Entre septembre 1939 et mai 1940, pendant que les gouvernements fasciste et nazi organisaient la production d’armements à marche forcée, les démocraties française, anglaise et belge, attendaient on ne sait quoi, confiants dans la protection illusoire de la ligne Maginot et de la Manche. Pour désigner cette période étrange, les Anglais parlèrent alors de « fausse guerre » (phoney war), ce que Roland Dorgelès traduisit à tort par « drôle de guerre » (funny war). On connaît la suite.

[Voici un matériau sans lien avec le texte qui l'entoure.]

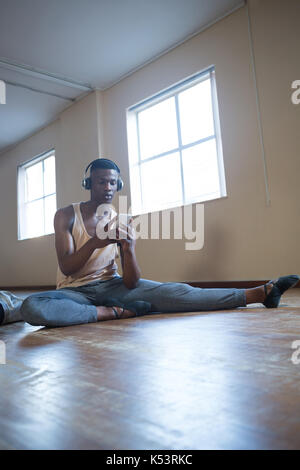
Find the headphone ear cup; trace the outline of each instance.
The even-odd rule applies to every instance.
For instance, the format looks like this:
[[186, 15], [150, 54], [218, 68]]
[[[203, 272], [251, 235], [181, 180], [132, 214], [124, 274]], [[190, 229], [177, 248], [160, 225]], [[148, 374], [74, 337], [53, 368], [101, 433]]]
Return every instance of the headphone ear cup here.
[[121, 191], [123, 186], [124, 186], [123, 180], [122, 180], [121, 176], [119, 176], [118, 177], [118, 183], [117, 183], [117, 191]]

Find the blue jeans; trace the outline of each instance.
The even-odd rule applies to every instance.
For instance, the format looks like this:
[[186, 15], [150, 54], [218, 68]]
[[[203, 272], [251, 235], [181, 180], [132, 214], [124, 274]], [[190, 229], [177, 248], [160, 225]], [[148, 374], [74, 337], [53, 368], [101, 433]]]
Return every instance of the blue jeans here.
[[176, 313], [223, 310], [246, 306], [245, 289], [201, 289], [180, 282], [155, 282], [140, 279], [135, 289], [127, 289], [123, 278], [89, 282], [39, 292], [27, 297], [21, 306], [22, 318], [31, 325], [67, 326], [97, 321], [96, 306], [107, 297], [124, 303], [144, 300], [150, 313]]

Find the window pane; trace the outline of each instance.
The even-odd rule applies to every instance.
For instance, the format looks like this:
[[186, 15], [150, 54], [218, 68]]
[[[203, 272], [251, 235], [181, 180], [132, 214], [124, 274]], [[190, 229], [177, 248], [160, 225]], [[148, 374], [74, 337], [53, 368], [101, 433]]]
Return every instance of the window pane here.
[[178, 95], [182, 144], [214, 135], [210, 79]]
[[45, 233], [54, 233], [53, 219], [56, 212], [56, 195], [45, 198]]
[[182, 203], [179, 153], [141, 165], [143, 209], [160, 210]]
[[202, 195], [219, 196], [219, 175], [215, 139], [182, 152], [186, 202]]
[[25, 205], [25, 238], [38, 237], [44, 233], [43, 200]]
[[175, 98], [138, 114], [141, 159], [178, 147]]
[[26, 168], [26, 201], [43, 197], [43, 162]]
[[44, 160], [44, 194], [55, 193], [55, 157]]

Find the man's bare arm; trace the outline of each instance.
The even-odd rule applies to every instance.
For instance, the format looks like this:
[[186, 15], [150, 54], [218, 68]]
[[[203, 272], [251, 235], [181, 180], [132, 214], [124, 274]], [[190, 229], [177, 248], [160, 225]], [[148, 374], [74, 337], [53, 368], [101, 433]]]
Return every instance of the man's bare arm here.
[[78, 251], [75, 251], [74, 240], [70, 232], [70, 220], [73, 209], [59, 209], [54, 217], [55, 248], [57, 260], [61, 272], [70, 276], [79, 271], [97, 248], [104, 248], [112, 243], [112, 240], [100, 240], [93, 237], [88, 240]]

En cet automne 2020, nous vivons exactement la même chose : une sorte de parenthèse, étrange moment suspendu, avant que la catastrophe ne commence, si on ne fait rien. Une drôle de crise, sanitaire, économique, sociale, et politique.

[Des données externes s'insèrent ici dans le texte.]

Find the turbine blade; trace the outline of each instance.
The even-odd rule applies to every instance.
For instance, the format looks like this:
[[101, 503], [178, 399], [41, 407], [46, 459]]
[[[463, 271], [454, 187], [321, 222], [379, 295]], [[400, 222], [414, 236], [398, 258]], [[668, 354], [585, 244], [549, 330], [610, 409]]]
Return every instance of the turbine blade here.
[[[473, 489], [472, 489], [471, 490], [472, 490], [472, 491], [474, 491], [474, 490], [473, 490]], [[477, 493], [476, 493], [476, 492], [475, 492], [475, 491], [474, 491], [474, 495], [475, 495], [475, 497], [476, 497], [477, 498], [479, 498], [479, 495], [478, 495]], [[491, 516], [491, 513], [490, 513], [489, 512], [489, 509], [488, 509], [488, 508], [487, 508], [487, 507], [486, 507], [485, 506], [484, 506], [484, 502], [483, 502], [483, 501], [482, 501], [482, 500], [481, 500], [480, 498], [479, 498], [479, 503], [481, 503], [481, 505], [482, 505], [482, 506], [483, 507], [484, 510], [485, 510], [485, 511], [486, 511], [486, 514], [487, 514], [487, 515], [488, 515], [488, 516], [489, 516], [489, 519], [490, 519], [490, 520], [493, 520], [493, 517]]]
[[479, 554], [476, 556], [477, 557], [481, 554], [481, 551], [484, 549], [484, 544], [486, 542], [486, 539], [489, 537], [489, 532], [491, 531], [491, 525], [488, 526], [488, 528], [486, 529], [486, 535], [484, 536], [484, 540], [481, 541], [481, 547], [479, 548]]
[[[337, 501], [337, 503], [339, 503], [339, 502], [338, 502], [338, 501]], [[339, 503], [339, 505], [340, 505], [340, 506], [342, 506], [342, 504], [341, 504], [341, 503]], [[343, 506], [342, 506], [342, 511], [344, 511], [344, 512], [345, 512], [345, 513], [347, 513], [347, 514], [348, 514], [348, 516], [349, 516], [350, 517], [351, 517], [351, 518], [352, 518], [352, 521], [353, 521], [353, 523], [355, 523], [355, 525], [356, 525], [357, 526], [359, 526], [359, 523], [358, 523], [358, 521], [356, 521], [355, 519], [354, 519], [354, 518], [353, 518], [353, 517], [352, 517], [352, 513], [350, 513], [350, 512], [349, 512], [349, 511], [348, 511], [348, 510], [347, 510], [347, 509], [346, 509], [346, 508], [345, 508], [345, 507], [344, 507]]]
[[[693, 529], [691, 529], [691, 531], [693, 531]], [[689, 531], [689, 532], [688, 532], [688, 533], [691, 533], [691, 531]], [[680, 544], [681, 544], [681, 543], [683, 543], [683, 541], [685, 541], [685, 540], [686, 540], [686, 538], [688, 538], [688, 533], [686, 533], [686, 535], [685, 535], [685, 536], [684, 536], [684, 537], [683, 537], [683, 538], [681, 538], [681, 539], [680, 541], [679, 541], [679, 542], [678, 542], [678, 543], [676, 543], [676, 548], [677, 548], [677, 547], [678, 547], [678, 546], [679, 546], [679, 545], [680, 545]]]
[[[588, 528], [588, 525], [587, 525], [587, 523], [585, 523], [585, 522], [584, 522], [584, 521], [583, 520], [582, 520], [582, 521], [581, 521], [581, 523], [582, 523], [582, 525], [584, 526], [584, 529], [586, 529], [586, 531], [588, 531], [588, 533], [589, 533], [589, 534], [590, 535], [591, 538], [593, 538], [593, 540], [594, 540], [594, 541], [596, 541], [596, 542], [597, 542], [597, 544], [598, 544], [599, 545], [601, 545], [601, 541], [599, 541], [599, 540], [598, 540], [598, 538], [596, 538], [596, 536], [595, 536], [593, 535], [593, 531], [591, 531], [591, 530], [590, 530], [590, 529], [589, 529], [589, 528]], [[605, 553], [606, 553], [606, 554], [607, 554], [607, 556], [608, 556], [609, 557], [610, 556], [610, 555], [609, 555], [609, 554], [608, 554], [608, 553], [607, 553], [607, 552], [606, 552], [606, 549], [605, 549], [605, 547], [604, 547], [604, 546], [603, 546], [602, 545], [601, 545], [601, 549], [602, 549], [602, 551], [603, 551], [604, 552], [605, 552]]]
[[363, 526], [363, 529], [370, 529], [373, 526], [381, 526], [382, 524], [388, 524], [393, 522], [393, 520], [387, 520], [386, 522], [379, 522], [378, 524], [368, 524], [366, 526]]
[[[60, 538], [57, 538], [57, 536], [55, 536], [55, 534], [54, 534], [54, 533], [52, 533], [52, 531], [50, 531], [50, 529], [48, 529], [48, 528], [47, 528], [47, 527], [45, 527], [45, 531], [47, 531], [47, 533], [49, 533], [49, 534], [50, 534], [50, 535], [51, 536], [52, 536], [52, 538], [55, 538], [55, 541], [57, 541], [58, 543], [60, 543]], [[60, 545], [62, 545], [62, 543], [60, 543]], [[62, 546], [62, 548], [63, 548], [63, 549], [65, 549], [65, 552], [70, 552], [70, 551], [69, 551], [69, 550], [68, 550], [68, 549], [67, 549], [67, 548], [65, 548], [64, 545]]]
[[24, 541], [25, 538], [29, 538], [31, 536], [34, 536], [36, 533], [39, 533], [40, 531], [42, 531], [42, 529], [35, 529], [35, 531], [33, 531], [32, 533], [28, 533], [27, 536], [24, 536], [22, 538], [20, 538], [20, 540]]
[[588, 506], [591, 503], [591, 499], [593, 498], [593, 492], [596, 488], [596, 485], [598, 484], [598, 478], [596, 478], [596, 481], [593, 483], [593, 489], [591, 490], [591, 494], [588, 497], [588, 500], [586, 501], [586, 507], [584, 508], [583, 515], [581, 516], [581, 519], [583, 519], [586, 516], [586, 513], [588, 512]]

Car il faut affronter les faits :

Le nombre de cas positifs explose, et explosera plus encore, si tant de gens continuent de vivre dans l’inconscience, et de se conduire d’une façon absurde. On pourrait alors découvrir que, comme en 1940, nous n’avons pas assez d’armes pour combattre : pas assez de matériel médical, et surtout, pas assez de personnel bien formé et bien payé pour le mettre en œuvre.

Le nombre de faillites explose ; 800.000 emplois ont disparu. Et cela ne fait que commencer : les défaillances d’entreprises pourraient s’accélérer, en particulier dans les secteurs les plus éloignés de l’économie de la vie ; le chômage devrait atteindre au moins 11% ; et, même, si on continue à ne pas agir d’une façon structurante, 14% ; ce qui entraînera, si on ne s’y prépare pas, une perte irréversible de compétitivité de nombreux territoires, une grande misère matérielle et un désespoir social extrême. A quelques mois des élections législatives allemandes, puis des élections présidentielles françaises. A la crise sanitaire, économique et sociale, succèdera alors une crise politique majeure, en particulier en France, en Europe ; de l’Europe.

Pour l’éviter, il faut immédiatement sortir de la drôle de crise ; dire clairement toutes les vérités, et agir, sans attendre que le pire ne nous atteigne.

Sur le plan sanitaire, il faut dire clairement, et au plus vite, que la pandémie actuelle est là au moins jusqu’à l’été prochain : c’est en effet le temps nécessaire, au mieux, pour disposer d’un médicament ou d’un vaccin. Il faut donc cesser de gérer cette crise au jour le jour, de confiner et déconfiner au hasard de chiffres quotidiens plus ou moins aléatoires. C’est en demandant aux citoyens de prendre conscience de la gravité de la situation et de se préparer à vivre avec la pandémie, pendant au moins les trois prochains trimestres, qu’on pourra obtenir de chacun de prendre les précautions nécessaires d’une façon libre ; et qu’on évitera d’avoir à imposer des mesures administratives radicales, quand la catastrophe aura été vraiment meurtrière.

Sur le plan économique et social, il faut dire clairement que la crise est là pour au moins trois ans, relancer au plus vite, et dans la durée, les secteurs de l’économie de la vie ; il faut assumer que les autres secteurs sont largement condamnés et organiser au plus vite leur conversion, et la formation rémunérée de leur personnel aux nouveaux métiers. Il faut en particulier ne pas arbitrer entre l’économie et la santé : l’économie ne se relèvera que si la santé est rétablie ; et j’enrage de voir que la santé n’est pas la priorité absolue du budget 2021, ni en France, ni dans la plupart des grands pays occidentaux.

Agir comme si le pire était certain est l’attitude la plus responsable. Et si les choses se passent mieux que prévu, ce sera tant mieux : il vaut mieux espérer de bonnes surprises, que d’être pris à revers par des catastrophes.